At the same time, the lysine content in sunflower seed meal is lower than that of soybean meal, and it needs to supplement lysine and balance protein when used as feed, which is troublesome to operate; therefore, sunflower seed can only be used as a supplement to soybean in a small amount, and cannot completely replace the role of soybean.

They felt that they were confident and refused to lower the price. The Chinese purchasing group did not give in, so the two sides formed a stalemate. The two sides were talking, but the differences were very large.

If China had sent only one procurement team, it would probably have to give in now, because there is indeed a large shortage of soybeans in the country. But now, the procurement teams to Russia and Ukraine have signed large orders. Although most of them are sunflower seeds, this can also temporarily alleviate the crisis of soybean shortage.

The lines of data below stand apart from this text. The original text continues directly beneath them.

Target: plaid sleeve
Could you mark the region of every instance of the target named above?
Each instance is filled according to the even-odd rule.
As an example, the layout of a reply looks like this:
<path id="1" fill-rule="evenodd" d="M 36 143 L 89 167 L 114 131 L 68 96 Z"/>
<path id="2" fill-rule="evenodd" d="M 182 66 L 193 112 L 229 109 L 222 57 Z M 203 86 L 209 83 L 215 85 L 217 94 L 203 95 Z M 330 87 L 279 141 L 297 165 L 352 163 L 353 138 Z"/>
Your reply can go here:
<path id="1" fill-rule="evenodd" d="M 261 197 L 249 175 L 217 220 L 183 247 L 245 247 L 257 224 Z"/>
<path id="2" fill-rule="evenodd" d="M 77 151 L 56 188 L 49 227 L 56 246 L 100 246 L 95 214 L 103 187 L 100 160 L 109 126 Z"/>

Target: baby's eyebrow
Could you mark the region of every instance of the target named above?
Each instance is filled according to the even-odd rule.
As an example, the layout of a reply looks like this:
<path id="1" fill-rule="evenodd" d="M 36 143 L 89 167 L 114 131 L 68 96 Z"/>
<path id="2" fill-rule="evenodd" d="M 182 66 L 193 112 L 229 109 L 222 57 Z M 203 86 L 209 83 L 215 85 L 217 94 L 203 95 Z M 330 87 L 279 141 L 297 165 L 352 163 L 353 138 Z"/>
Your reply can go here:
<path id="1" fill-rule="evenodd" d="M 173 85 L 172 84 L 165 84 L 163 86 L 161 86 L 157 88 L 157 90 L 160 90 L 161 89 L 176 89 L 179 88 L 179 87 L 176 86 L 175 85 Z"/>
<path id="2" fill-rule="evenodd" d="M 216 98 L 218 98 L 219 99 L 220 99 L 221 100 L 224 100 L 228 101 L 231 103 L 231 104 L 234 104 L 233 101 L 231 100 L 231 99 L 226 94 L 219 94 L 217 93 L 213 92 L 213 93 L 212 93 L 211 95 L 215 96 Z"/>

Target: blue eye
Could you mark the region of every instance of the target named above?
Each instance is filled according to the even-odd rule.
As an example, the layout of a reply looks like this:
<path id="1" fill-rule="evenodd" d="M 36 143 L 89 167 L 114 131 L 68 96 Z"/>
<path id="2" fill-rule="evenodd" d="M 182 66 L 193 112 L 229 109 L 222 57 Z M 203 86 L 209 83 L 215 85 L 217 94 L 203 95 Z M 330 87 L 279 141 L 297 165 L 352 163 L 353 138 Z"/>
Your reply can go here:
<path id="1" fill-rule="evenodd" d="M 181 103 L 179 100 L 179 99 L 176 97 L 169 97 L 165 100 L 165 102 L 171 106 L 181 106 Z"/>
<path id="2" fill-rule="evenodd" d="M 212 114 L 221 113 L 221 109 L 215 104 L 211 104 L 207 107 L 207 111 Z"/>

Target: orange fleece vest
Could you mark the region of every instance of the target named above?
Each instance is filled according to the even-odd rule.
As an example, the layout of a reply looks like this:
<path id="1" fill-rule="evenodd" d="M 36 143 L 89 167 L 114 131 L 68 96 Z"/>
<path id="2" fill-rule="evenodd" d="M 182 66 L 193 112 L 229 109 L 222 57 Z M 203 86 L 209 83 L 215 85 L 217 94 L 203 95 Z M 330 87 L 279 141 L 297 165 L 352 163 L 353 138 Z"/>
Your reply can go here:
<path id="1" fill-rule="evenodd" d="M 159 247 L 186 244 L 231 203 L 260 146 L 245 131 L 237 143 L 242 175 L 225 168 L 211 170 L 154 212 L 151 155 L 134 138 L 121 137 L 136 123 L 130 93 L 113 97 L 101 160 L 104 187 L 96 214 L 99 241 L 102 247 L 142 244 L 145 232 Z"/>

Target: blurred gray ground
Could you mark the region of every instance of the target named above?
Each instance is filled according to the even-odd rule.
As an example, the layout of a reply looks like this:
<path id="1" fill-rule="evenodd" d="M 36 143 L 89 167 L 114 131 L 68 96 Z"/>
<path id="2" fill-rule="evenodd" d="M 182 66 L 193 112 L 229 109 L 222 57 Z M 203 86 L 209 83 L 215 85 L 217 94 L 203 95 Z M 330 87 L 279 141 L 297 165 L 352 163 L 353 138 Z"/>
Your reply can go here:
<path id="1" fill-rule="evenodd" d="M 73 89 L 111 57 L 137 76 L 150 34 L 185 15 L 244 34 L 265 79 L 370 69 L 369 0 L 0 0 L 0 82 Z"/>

In addition, there is still a purchasing group going to South America, so they are still calm for the time being. When negotiating with the representatives of the four major grain merchants every day, they still have calm smiles on their faces. The words mean the same thing. We really need soybeans, but you are not the only choice. If you continue to insist on high prices, then we can only buy soybeans from other sources.

The purchasing group received a warm welcome when they arrived in Brazil. They were lucky. The current president of Brazil is Lula, who we will be more familiar with in the future. After he took office, he has been committed to getting rid of the control of the United States on South American agriculture, and he has always wanted to maintain a better relationship with China. He visited China when he was not running for president.

In the future, under his leadership, Brazil achieved rapid economic development and joined the ranks of the BRIC countries. Unfortunately, some countries did not want to see Brazil achieve independence, so a few years after stepping down, he was arrested and imprisoned on charges of corruption. However, he was acquitted a few years later and was re-elected as the president of Brazil.

The arrival of the Chinese purchasing group just catered to the needs of Brazil. Brazil not only held a grand welcome ceremony for them, but also behaved very friendly in the soybean export negotiations. Previously, most of their soybeans were exported to European and American countries, and they would be restricted in many aspects such as price.

One of the two parties wanted to buy and the other wanted to sell, so a preliminary agreement was reached without much effort. Brazil will provide China with high-quality soybeans for a long time. The first contract reached 100 million tons.

As the news spread, soybean exporting countries such as Argentina and Bolivia in South America also began to say that Chinese purchasing groups are welcome to go to them to purchase as soon as possible.

However, Li Lei remained sober. He knew that the preliminary agreement was not the same as the final agreement, let alone the soybeans that could reach China safely. The four major grain merchants still had many methods, and their control over South American agriculture could not be easily broken.